The Government has waived the expiration date of US Capital’s permit that allows the company to conduct pre-drilling work in the Sarstoon Temash National Park. That was done on April thirtieth. That has not settled well with the Sarstoon Temash Institute of Indigenous Management, SATIIM, especially after the NGO has made numerous attempts to seek audience with the Government officials and after the court rulings that affirm the Maya traditional rights.
Immediately following that decision, the representatives of thirty-eight communities gathered at an access point to the operation area of US Capital in Sunday Wood, one of the five buffer communities surrounding the National Park. For years, tensions have been escalating and it appears that this has reached an all-time new high as today, Executive Director of SATIIM, Gregorio Choc, sent a letter to the media. That letter is dated May first and was directed to the Prime Minister of Belize Dean Barrow.
The subject of the letter centers on the waived permit to US Capital which they are calling an act of bad faith. In the letter ,SATIIM stresses the ruling passed by Justice Michelle Arana that quote, “the Government of Belize obtain the free, prior and informed consent of the communities with respect to ANY contract, permit or license that falls within the national park,” end of quote.

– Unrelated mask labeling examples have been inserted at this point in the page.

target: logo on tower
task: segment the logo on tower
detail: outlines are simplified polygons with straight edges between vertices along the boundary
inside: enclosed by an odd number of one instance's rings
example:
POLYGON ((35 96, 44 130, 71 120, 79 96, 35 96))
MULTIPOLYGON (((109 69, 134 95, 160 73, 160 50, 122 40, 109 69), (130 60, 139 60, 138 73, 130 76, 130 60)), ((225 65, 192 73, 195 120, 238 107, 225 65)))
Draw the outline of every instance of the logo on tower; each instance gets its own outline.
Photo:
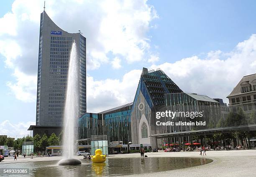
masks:
POLYGON ((51 31, 51 35, 62 35, 62 31, 51 31))
POLYGON ((144 105, 144 104, 143 104, 143 103, 141 102, 139 104, 138 108, 139 110, 140 110, 141 111, 142 111, 144 110, 144 107, 145 106, 144 105))

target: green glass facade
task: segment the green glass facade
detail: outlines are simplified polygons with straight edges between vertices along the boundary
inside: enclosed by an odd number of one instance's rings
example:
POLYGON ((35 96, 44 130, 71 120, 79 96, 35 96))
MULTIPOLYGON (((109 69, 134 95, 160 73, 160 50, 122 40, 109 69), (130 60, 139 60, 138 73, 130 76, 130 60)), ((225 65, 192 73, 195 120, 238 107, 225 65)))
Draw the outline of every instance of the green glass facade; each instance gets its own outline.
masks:
POLYGON ((79 138, 105 135, 109 142, 131 141, 131 109, 132 103, 98 114, 86 113, 78 119, 79 138))

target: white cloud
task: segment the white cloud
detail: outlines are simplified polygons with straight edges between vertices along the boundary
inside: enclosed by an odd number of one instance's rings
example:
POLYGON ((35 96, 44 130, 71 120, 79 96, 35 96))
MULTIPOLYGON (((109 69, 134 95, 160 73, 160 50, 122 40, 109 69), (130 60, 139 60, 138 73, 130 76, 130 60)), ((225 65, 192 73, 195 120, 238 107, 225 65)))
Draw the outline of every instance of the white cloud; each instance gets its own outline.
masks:
MULTIPOLYGON (((34 84, 30 88, 36 86, 31 79, 37 75, 40 14, 43 5, 43 0, 15 0, 11 12, 0 18, 0 54, 6 58, 6 67, 18 70, 23 78, 30 77, 30 83, 34 84)), ((55 0, 46 1, 46 7, 49 17, 64 30, 71 33, 80 30, 87 37, 88 70, 98 68, 102 63, 113 65, 108 57, 110 53, 111 57, 118 56, 120 60, 131 63, 141 60, 150 52, 146 33, 152 20, 158 16, 146 0, 55 0)), ((118 62, 113 66, 120 67, 118 62)), ((21 82, 24 80, 21 77, 13 75, 17 83, 8 82, 8 85, 12 90, 18 90, 18 99, 23 99, 30 94, 27 91, 31 89, 26 88, 27 83, 21 82)))
POLYGON ((87 77, 87 110, 99 112, 132 102, 141 70, 133 70, 125 74, 122 80, 95 80, 87 77))
POLYGON ((121 66, 121 60, 117 57, 115 57, 111 62, 112 67, 114 69, 120 69, 122 67, 121 66))
POLYGON ((0 135, 7 135, 8 137, 20 138, 27 135, 30 135, 28 128, 30 125, 36 125, 36 122, 10 122, 9 120, 4 120, 0 124, 0 135))
POLYGON ((150 58, 148 60, 148 62, 154 63, 159 61, 159 57, 155 55, 150 55, 150 58))
POLYGON ((37 77, 29 75, 20 72, 16 69, 13 74, 17 82, 8 82, 9 87, 16 98, 25 102, 32 102, 35 100, 36 95, 37 77))
POLYGON ((210 51, 205 59, 194 56, 151 68, 161 68, 184 91, 222 98, 228 103, 226 97, 242 77, 256 73, 255 61, 256 35, 253 35, 229 53, 210 51))

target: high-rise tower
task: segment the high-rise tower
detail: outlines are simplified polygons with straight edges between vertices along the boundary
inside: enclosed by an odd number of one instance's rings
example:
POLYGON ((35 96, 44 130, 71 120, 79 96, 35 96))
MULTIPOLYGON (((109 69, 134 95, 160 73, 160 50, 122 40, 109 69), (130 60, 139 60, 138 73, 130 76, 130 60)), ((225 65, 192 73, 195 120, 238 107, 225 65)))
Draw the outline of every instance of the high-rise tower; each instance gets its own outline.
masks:
POLYGON ((80 115, 86 112, 86 38, 57 26, 44 10, 39 35, 36 125, 62 126, 72 44, 77 44, 80 115))

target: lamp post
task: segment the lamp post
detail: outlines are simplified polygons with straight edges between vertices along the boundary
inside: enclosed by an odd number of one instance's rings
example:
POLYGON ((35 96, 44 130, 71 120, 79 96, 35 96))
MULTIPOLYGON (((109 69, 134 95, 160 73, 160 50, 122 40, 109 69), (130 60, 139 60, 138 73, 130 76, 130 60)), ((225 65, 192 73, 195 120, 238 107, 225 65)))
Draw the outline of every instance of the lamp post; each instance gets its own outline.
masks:
POLYGON ((130 153, 130 145, 133 144, 131 141, 128 143, 128 145, 127 145, 127 147, 128 147, 128 154, 130 153))

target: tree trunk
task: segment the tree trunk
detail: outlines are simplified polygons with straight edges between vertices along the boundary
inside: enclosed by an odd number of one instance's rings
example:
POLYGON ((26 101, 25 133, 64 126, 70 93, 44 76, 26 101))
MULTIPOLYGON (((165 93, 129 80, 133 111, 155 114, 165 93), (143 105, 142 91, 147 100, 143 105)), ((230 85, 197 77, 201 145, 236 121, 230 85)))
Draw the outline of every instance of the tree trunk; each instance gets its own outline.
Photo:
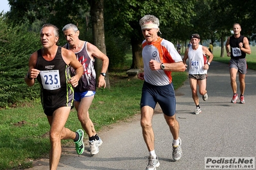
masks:
MULTIPOLYGON (((87 0, 90 6, 90 16, 92 17, 93 43, 102 52, 106 52, 104 31, 104 0, 87 0)), ((97 74, 97 80, 100 75, 102 66, 102 61, 96 59, 95 70, 97 74)), ((108 73, 106 74, 106 87, 110 88, 108 73)))
POLYGON ((224 40, 225 40, 225 36, 221 35, 221 57, 224 58, 224 40))
POLYGON ((143 61, 142 56, 142 42, 135 38, 131 38, 132 51, 132 64, 131 68, 143 68, 143 61))

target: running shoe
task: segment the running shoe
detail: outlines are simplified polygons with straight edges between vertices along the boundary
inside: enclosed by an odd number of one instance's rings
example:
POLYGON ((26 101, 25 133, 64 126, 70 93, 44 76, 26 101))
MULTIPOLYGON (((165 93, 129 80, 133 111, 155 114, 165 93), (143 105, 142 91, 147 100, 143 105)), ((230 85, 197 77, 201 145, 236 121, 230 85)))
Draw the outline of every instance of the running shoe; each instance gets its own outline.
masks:
POLYGON ((160 166, 158 158, 155 158, 153 156, 148 157, 148 164, 146 167, 146 170, 157 170, 157 167, 160 166))
POLYGON ((99 153, 99 146, 102 144, 103 142, 101 139, 99 137, 99 140, 89 141, 90 155, 96 155, 99 153))
POLYGON ((231 100, 231 103, 235 104, 238 98, 238 95, 237 93, 233 95, 232 100, 231 100))
POLYGON ((173 158, 175 161, 179 160, 182 156, 182 139, 178 138, 180 144, 178 146, 173 146, 173 158))
POLYGON ((202 97, 203 101, 207 100, 207 99, 208 99, 208 95, 207 95, 207 93, 205 93, 205 95, 203 95, 201 97, 202 97))
POLYGON ((199 107, 196 107, 196 110, 194 110, 194 114, 198 114, 201 112, 201 108, 199 107))
POLYGON ((245 103, 245 101, 244 101, 244 97, 243 95, 243 96, 240 96, 240 97, 239 97, 239 99, 240 99, 240 104, 244 104, 245 103))
POLYGON ((83 131, 81 129, 78 129, 76 130, 76 132, 79 135, 79 139, 76 142, 74 142, 76 144, 76 150, 78 155, 81 155, 85 151, 85 145, 83 144, 83 131))

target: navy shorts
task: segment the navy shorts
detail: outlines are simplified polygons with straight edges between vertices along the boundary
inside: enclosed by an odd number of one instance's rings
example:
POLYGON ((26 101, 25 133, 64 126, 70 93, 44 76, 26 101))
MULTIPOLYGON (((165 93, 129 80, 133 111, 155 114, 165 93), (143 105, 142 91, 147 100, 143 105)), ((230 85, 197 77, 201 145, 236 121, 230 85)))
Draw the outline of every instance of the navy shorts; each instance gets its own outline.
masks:
POLYGON ((166 86, 154 86, 144 82, 141 99, 141 109, 148 105, 153 109, 159 104, 164 114, 173 116, 176 112, 175 92, 173 83, 166 86))
MULTIPOLYGON (((60 107, 63 107, 63 106, 60 106, 60 107)), ((44 114, 47 116, 53 116, 53 112, 58 109, 58 108, 60 108, 60 107, 55 107, 55 108, 44 108, 44 114)), ((66 107, 66 106, 65 106, 66 107)), ((74 106, 71 106, 71 110, 74 107, 74 106)))
POLYGON ((246 59, 245 58, 238 59, 232 58, 229 61, 229 67, 237 69, 241 74, 246 74, 247 72, 246 59))

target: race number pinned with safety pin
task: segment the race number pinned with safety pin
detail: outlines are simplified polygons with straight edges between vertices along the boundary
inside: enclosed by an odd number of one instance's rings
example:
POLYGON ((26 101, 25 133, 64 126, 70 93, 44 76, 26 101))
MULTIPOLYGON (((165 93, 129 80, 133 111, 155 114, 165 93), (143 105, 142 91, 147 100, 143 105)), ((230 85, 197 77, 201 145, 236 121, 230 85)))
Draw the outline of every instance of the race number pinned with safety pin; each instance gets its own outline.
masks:
POLYGON ((233 56, 238 57, 241 56, 241 49, 237 47, 232 47, 233 56))
POLYGON ((199 66, 198 60, 192 60, 191 61, 191 68, 198 69, 199 66))
POLYGON ((60 88, 60 73, 58 70, 40 71, 40 75, 44 89, 53 90, 60 88))

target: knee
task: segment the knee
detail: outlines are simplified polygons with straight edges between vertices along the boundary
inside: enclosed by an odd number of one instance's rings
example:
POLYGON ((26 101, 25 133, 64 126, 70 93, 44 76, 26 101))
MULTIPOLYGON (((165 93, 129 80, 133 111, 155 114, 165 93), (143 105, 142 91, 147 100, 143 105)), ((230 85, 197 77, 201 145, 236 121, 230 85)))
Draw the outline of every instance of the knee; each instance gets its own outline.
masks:
POLYGON ((78 114, 78 120, 80 122, 83 122, 86 123, 89 120, 89 118, 87 116, 86 114, 79 113, 78 114))
POLYGON ((170 127, 175 127, 176 124, 178 123, 176 120, 173 118, 169 118, 168 120, 166 121, 168 126, 170 127))
POLYGON ((230 77, 230 81, 231 81, 231 82, 235 82, 235 77, 230 77))
POLYGON ((52 143, 55 143, 60 141, 61 134, 60 133, 58 133, 57 132, 52 132, 51 130, 49 133, 50 141, 52 143))
POLYGON ((141 126, 142 129, 146 129, 151 128, 152 127, 152 124, 150 121, 148 121, 146 119, 142 118, 141 120, 141 126))

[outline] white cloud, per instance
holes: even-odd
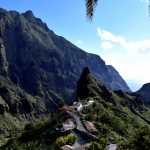
[[[136,81],[136,90],[142,84],[150,82],[150,39],[127,40],[100,28],[97,33],[101,48],[109,49],[101,51],[106,64],[113,65],[132,87]]]
[[[97,29],[97,33],[101,37],[102,41],[117,42],[117,43],[120,43],[122,45],[124,45],[126,42],[123,37],[118,36],[118,35],[114,35],[111,32],[100,29],[100,28]]]
[[[140,2],[144,2],[146,4],[149,4],[149,0],[139,0]]]
[[[104,42],[109,42],[109,45],[112,43],[120,44],[128,52],[137,52],[137,53],[149,53],[150,52],[150,39],[140,40],[140,41],[127,41],[123,36],[115,35],[104,29],[97,29],[98,36],[101,38],[101,47],[103,47]],[[109,49],[113,46],[109,46]]]
[[[103,49],[112,49],[113,45],[109,41],[104,41],[104,42],[101,43],[101,47]]]
[[[77,41],[77,44],[78,44],[78,45],[80,45],[80,44],[82,44],[82,43],[83,43],[83,42],[82,42],[81,40],[78,40],[78,41]]]

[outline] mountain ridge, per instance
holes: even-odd
[[[130,91],[121,77],[119,81],[112,77],[120,75],[108,70],[100,56],[55,35],[32,11],[20,14],[0,9],[0,14],[0,73],[27,93],[44,98],[49,90],[71,95],[86,66],[108,88]]]

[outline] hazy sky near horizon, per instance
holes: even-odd
[[[135,91],[150,82],[149,0],[99,0],[92,22],[85,0],[0,0],[0,7],[32,10],[56,34],[100,55]]]

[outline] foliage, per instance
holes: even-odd
[[[138,129],[128,140],[120,143],[118,150],[149,150],[150,128],[144,126]]]
[[[72,145],[75,143],[75,141],[76,141],[76,136],[73,134],[69,134],[68,136],[61,136],[61,137],[57,138],[55,145],[56,145],[56,147],[59,148],[66,144]]]

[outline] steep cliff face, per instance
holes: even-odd
[[[85,66],[108,88],[130,91],[99,56],[55,35],[32,11],[0,9],[0,44],[0,74],[32,95],[46,98],[49,90],[73,92]]]

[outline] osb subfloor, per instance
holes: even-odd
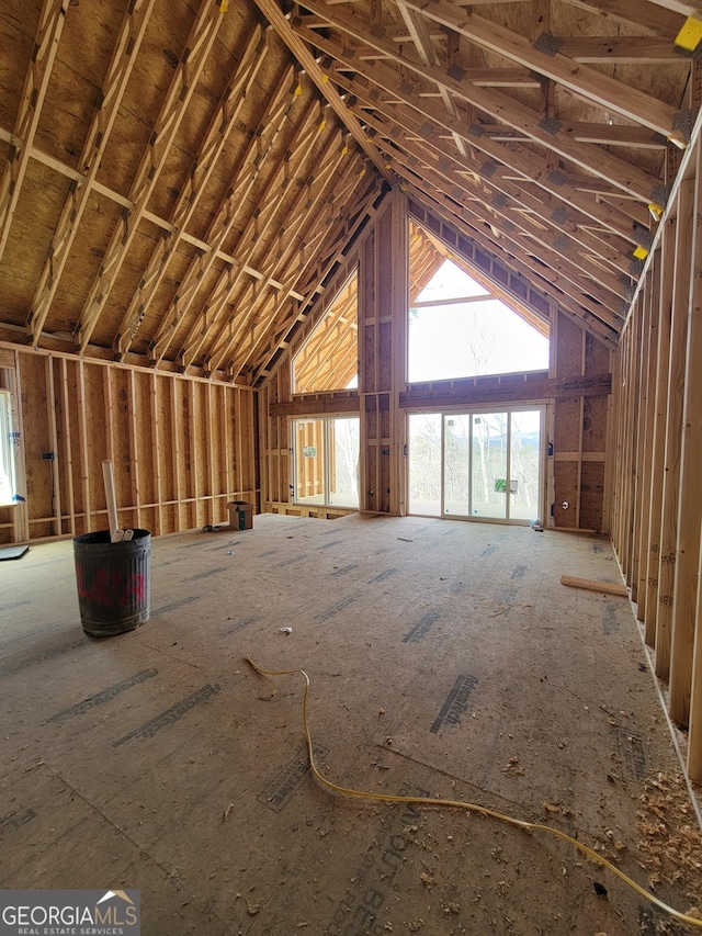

Therefore, SATIIM once again stressed that government should and must seek the Maya communities’ consent before proceeding with any further decision to allow drilling in Maya Customary lands. But even with the organization filing a Post Judgment Injunction the decision has been taken by government. Following the recent decisions by government, the organization says quote, “The requirement of good faith can hardly be said to be met when the Government of Belize is supposedly consulting in the context of not considering itself obliged to obtain consent and continues to allow drilling that has been clearly declared by the court to be unlawful to continue while it consults with the communities rather than placing a moratorium on the drilling activity”.
Given the new circumstances, Choc in the letter urges the government to reconsider its position. But along with that letter, Choc also issued a second release, this time a joint release with Midway, Conejo, Crique Sarco and Graham Creek condemning the government’s latest decision in the matter. The release adds that the communities have concluded consultations and have draft resolutions that will be released to the public shortly. That release ends with the leaders saying that quote, “the ‘clench fist’ approach and the determined campaign to scourge the rights of its Indigenous Peoples is not the hallmark of a government of the people, by the people, for the people. It is the historical trademark of a corrupt, inept, despotic and discriminatory government,” end of quote.